By an 8-1 vote (everyone but Justice Thomas), the Supreme Court found a loophole in the statute that allows the pre-enforcement challenge to proceed.  Not having read Senate Bill 8, I am not sure how valid the loophole is.  From everything that I have read, the loophole is not expressly in the statute and the Supreme Court did some creative reading of Texas law to hold that there is a loophole.  The basic theory of the loophole is that Senate Bill 8, by barring medical personnel from providing abortions after eight weeks, creates a regulation of medical personnel.  In other parts of Texas law, the state medical board has the authority for disciplining medical personnel who violate any law regulating the medical profession.  Therefore, even if Senate Bill 8 does not expressly allow the state medical board from disciplining a doctor for violating Senate Bill 8, such discipline is possible.  And because such discipline is possible, doctors and medical centers can sue the state medical board in a pre-enforcement action challenging the validity of this new law regulating the medical profession.

By allowing this loophole, the four-justice plurality (Justices Alito, Barrett, Gorsuch, and Kavanaugh) get to say that they are not blocking pre-enforcement challenges, but the basic holding creates the pathway forward for any interest group that wants to create a regulation that infringes constitutional right.  The fix for a future Senate Bill 8 is to include language expressly providing that no regulatory body can discipline a person for violating the provisions of the bill.  With such a fix, there would be no loophole to assign some executive branch official the authority to enforce some part of the new law.  And since this decision reinforces the inability to sue a state (or its legislature) for an unconstitutional law or to sue the judicial personnel who would hear any case brought under the law, there would be no door into federal court for such challenges.  And, if a new unconstitutional law primarily impacts mid-size organizations that do not have the resources to fight the law (or risk the consequences of losing), there will be nobody in a position to prevent the deprivation of constitutional rights.

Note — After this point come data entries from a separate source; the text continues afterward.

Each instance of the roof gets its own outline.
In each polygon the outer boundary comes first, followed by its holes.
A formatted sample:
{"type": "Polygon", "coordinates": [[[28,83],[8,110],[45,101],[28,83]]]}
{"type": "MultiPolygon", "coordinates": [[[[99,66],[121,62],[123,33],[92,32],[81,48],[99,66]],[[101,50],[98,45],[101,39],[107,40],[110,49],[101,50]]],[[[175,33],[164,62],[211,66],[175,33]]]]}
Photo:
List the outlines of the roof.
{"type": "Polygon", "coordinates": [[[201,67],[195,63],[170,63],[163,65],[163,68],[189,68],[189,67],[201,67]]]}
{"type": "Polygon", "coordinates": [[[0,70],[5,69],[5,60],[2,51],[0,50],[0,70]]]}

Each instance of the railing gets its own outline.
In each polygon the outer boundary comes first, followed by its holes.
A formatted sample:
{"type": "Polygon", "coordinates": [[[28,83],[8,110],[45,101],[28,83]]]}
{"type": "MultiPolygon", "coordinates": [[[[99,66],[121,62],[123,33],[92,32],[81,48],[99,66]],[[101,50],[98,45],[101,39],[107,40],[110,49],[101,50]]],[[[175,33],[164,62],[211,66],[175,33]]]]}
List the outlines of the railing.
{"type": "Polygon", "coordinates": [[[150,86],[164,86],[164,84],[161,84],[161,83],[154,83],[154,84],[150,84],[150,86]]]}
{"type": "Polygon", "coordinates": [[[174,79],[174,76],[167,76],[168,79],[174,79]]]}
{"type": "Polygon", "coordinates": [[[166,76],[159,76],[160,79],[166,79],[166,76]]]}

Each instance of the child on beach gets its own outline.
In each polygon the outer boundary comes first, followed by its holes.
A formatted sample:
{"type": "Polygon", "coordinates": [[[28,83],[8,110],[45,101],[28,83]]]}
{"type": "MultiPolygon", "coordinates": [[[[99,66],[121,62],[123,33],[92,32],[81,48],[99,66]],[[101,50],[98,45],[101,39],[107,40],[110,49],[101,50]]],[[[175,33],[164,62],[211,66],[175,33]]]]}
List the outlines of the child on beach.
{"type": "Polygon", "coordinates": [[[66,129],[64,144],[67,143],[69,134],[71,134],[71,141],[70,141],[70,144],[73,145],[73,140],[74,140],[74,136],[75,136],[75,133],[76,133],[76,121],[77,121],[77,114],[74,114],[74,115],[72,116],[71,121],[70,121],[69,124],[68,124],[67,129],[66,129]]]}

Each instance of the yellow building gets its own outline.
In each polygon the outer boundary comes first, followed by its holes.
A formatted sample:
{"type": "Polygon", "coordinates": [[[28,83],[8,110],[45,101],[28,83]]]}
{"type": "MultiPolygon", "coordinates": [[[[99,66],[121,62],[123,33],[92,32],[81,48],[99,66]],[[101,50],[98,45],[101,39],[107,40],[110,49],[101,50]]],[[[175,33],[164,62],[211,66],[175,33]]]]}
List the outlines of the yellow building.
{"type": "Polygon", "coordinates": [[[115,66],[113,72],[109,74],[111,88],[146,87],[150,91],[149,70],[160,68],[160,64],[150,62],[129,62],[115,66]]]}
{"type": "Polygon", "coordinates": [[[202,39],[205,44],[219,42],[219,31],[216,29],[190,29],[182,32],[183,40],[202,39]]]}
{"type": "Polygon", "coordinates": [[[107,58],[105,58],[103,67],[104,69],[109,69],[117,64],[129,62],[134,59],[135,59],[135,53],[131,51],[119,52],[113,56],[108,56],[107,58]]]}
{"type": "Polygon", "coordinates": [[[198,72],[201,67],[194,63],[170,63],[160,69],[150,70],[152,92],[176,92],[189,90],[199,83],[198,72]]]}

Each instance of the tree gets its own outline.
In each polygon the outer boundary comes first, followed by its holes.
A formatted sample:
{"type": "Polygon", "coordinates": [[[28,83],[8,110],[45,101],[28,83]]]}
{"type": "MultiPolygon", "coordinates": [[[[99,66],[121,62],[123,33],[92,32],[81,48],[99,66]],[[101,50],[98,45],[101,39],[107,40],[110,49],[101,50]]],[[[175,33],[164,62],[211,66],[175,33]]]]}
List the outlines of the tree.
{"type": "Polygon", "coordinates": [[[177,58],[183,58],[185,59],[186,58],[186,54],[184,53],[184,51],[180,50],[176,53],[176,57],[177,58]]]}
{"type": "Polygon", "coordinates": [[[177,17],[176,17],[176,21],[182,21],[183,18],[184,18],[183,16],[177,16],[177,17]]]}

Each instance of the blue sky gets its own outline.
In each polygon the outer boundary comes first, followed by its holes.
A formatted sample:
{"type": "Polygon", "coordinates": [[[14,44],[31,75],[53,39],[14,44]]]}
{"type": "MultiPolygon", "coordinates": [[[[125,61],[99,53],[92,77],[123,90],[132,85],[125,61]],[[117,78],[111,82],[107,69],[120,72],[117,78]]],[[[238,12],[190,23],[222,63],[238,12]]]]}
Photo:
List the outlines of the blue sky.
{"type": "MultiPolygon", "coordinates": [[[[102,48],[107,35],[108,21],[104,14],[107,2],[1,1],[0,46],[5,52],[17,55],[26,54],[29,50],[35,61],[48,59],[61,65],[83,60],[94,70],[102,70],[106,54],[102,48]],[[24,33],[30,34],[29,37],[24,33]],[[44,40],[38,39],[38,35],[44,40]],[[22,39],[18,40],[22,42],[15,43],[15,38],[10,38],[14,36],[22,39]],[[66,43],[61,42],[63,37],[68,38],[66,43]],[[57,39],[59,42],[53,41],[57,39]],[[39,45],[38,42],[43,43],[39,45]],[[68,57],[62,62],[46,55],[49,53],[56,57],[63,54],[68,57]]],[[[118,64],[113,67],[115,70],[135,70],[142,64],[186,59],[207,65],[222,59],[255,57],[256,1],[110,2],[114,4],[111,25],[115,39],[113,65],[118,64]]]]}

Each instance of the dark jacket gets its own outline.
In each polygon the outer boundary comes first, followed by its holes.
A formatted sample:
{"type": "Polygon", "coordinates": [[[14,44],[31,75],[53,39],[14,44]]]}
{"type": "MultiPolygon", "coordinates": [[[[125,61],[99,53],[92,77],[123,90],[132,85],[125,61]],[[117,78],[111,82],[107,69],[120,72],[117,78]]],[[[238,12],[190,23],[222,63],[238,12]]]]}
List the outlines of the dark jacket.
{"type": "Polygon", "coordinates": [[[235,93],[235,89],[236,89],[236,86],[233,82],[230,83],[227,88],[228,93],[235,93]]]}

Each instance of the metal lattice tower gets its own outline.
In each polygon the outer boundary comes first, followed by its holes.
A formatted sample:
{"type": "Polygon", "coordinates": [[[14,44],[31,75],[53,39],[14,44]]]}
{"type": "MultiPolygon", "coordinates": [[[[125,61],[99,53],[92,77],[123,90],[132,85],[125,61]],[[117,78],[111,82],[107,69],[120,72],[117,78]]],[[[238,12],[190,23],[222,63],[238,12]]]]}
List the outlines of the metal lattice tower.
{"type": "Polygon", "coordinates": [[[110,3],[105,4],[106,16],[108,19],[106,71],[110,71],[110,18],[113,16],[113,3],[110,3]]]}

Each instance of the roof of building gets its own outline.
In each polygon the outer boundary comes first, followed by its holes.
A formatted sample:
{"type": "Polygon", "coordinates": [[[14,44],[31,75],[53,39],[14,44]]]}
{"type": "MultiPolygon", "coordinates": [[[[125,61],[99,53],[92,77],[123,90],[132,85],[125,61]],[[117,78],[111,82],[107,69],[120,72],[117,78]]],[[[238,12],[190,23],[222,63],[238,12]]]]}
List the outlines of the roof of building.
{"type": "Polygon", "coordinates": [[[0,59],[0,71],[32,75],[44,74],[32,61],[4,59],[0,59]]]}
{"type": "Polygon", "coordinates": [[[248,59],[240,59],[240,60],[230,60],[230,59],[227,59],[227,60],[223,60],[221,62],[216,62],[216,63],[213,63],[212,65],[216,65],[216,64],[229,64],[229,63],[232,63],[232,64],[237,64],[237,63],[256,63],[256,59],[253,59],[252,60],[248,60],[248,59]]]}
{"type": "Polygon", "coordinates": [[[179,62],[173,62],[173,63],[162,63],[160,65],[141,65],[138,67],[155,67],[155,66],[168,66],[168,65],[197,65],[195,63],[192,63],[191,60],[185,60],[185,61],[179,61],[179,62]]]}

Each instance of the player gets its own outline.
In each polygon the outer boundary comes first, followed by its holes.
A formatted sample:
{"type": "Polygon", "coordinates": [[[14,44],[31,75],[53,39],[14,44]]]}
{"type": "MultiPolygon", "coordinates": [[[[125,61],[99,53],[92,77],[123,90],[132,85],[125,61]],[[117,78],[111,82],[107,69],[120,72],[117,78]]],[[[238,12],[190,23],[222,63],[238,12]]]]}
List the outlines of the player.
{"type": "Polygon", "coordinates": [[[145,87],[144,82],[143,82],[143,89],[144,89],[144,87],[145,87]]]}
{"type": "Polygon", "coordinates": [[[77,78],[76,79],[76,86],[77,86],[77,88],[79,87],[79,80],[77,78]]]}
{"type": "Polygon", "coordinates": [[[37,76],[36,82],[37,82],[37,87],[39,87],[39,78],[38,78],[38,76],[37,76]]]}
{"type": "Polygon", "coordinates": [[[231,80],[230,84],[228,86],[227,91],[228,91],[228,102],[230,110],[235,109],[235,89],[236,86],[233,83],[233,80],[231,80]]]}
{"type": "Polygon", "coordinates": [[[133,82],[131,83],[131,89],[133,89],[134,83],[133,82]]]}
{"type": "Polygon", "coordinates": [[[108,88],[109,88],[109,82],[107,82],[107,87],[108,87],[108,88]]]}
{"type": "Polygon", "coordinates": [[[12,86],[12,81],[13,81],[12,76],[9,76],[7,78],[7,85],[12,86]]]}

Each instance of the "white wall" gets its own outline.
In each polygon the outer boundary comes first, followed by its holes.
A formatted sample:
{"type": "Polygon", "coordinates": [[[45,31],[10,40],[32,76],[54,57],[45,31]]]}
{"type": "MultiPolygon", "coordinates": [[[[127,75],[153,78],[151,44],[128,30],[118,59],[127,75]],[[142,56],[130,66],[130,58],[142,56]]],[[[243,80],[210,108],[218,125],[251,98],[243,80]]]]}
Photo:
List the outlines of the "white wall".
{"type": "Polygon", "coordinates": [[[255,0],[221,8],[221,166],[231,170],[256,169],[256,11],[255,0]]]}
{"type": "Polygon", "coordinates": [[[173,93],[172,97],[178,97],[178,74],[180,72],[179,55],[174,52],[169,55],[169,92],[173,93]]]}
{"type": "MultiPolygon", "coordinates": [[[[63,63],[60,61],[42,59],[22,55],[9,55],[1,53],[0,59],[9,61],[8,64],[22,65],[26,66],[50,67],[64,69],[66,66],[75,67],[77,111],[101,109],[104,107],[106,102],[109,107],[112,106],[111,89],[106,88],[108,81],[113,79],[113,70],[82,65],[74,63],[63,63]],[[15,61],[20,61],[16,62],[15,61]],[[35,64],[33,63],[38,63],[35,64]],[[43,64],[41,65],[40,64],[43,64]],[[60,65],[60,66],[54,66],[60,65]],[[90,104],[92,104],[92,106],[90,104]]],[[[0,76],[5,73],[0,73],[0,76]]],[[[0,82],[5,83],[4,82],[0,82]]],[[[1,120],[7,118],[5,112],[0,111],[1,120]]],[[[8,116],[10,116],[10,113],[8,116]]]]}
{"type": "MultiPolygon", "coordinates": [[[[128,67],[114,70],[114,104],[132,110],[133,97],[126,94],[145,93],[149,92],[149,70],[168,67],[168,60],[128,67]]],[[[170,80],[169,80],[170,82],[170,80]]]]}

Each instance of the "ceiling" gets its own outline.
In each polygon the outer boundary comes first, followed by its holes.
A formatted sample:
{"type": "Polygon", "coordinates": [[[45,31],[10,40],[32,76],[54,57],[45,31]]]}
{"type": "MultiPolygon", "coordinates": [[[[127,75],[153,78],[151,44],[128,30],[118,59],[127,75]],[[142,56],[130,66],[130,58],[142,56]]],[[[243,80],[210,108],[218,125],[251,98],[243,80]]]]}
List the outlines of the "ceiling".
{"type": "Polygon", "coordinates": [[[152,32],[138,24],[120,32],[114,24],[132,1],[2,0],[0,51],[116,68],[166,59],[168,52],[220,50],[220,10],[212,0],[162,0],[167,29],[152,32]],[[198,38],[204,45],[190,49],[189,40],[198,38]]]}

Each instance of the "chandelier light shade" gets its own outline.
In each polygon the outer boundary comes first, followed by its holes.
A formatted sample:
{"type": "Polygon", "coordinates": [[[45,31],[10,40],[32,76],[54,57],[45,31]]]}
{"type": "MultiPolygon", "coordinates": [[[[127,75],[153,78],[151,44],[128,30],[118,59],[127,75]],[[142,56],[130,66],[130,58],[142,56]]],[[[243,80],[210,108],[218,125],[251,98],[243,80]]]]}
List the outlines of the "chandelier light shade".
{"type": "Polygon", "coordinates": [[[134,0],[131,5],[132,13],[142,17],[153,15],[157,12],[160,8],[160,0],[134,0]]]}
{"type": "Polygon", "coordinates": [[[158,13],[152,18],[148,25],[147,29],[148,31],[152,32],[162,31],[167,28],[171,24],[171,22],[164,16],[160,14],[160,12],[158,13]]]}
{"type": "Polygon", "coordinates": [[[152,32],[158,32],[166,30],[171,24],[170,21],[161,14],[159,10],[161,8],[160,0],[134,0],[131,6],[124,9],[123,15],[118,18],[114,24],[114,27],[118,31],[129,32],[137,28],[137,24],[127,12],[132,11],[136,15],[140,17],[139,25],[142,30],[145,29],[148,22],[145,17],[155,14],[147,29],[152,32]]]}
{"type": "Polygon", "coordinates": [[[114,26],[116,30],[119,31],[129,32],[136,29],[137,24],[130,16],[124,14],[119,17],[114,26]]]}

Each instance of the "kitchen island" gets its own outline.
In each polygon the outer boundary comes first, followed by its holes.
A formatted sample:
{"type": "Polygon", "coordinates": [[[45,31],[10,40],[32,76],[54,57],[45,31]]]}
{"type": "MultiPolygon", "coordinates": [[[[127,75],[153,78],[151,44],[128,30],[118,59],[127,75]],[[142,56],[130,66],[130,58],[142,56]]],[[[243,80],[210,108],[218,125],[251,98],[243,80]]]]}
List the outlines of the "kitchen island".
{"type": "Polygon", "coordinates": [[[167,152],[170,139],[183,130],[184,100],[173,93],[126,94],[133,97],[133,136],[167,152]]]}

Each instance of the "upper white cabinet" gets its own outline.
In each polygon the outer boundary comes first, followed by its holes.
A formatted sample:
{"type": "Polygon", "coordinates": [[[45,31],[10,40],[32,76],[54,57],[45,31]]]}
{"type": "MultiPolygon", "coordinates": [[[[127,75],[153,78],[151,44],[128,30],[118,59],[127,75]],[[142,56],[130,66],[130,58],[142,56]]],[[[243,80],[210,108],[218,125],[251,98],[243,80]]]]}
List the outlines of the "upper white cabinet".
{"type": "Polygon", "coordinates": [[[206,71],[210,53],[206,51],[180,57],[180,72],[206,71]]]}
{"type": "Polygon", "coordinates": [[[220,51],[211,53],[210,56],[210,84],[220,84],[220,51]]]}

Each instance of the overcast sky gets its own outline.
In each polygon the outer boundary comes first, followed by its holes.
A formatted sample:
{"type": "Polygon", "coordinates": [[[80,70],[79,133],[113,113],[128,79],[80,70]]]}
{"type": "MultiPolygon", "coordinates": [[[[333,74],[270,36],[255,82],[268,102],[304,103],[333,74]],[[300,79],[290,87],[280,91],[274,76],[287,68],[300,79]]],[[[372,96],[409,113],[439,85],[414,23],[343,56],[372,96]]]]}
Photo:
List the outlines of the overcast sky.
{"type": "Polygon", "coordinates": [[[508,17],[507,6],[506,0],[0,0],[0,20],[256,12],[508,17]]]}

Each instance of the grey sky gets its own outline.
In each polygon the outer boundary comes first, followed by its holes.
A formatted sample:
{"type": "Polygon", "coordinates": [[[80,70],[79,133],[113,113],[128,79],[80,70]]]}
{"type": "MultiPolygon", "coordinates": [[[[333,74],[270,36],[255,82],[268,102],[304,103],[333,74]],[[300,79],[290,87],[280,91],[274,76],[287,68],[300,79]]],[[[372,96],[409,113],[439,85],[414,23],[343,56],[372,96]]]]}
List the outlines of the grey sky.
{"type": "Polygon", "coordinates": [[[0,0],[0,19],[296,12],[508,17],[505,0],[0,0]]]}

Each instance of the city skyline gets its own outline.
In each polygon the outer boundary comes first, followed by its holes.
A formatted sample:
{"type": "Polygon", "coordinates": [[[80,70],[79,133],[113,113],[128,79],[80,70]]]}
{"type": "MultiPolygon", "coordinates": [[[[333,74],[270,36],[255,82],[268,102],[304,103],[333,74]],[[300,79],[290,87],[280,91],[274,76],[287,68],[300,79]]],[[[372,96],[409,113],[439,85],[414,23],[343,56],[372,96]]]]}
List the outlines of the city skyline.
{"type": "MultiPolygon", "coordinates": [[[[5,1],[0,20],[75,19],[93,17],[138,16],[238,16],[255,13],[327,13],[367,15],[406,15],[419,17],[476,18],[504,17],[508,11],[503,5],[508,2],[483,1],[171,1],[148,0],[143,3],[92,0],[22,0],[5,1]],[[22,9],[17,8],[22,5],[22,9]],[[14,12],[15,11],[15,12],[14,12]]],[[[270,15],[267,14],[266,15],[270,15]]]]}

And so, the Constitution dies, one small step at a time.  The Constitution is not dead yet, but a potentially fatal wound has been inflicted.  There are numerous authors of this death over the past decade, but the route to kill freedom has been laid out for those who wish to walk the path toward an authoritarian government.  The time is dwindling to take back our country from Chairman Trump and his supporters because soon the Constitution may only exist on paper.